The Arthritis Foundation will hold its 23rd annual Jingle Bell Walk for Arthritis event Dec. 8 at Cameron Park Zoo in downtown Waco.

This nationwide event, created to help raise awareness for arthritis, will also raise money for the research, health education and government advocacy to help improve the lives of those living with the condition. Arthritis is America’s leading cause of disability, according to the Centers for Disease Control and Prevention.

According to the CDC, approximately 294,000 people under the age of 18 have been clinically diagnosed with the disease in the United States.

“The prevalence of arthritis in our nation is surging, and we cannot ignore it,” said John H. Klippel, president and CEO of the Arthritis Foundation. He said events like Jingle Bell Walk/Run for Arthritis help promote community and awareness about arthritis.
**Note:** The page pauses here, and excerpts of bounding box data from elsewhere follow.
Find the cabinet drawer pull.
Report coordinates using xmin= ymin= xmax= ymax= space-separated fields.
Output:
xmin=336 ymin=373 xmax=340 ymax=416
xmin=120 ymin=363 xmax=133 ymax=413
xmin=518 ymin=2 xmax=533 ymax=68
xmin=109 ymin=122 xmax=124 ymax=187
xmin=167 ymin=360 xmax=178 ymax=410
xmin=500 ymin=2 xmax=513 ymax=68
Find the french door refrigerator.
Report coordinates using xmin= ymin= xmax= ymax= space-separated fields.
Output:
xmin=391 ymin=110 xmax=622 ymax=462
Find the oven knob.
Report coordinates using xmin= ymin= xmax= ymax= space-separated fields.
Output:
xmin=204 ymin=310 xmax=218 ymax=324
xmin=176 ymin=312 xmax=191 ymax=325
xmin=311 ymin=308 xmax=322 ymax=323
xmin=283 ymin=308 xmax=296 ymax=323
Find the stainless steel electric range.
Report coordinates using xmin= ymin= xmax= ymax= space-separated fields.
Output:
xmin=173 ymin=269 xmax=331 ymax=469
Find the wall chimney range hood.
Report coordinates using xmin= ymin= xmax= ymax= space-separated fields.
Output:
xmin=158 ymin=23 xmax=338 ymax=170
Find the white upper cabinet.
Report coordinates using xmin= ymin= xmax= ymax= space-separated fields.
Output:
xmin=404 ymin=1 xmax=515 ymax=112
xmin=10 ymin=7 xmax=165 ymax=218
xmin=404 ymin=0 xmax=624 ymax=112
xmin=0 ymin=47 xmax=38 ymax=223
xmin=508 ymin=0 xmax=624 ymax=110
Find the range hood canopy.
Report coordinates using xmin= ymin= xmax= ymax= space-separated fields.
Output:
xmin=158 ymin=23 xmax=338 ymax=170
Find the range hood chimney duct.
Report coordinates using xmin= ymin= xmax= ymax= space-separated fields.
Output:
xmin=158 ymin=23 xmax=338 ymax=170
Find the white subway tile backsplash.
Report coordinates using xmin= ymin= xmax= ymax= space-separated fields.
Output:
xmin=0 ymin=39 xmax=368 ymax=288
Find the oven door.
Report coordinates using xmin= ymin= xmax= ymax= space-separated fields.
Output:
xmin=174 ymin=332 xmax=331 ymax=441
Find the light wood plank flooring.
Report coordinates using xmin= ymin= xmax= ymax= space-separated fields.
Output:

The event will consist of a 5-K run and a 1-mile walk. The snowman shuffle, an event for kids 12 and under, will feature a six-tenths of a mile route. There will also be a Sleigh Gate area where costume contests for all ages will be held. Participants are encouraged to tie jingle bells to their shoe laces and wear costumes to the event.

Rachel Martinez, the community development director for the Arthritis Foundation of the Heart of Texas area of the South Central Region, said having a variety of events gives people of all ages and health conditions a chance to participate in the event.

“We have countless numbers of families and senior citizens who come to support the event and we like to give them an opportunity to walk or run, depending on their physical condition,” Martinez said. She also said in the past, some participants brought their dogs and walked them during the event.

“It definitely one of our biggest events of the year,” Martinez said.

In addition to the many people who come to participate in the event as athletes, Martinez said the event relies heavily on the number of volunteers who come to help, due to the increasing number of participants for the event. Martinez said students from Baylor makes up a large portion of the volunteers who come to help every year.

“We’ve had a lot of support from Baylor in the past few years,” Martinez said. She said in the past, former football coach Guy Morriss, who was an honorary chair for the volunteer committee, sent football players to the event. Various fraternities and help organizations from the university have helped as well.

Martinez said she is extremely grateful for the relationship they’ve developed with Baylor over the past few years.

Montrose, Colo., sophomore Sarah Pulliam said she was diagnosed with rheumatoid arthritis a year ago, and that many people underestimate the issue.

“Giving students an opportunity to help those who suffer from arthritis is an amazing way for Baylor to be a part in something providing relief and awareness to our society,” Pulliam said.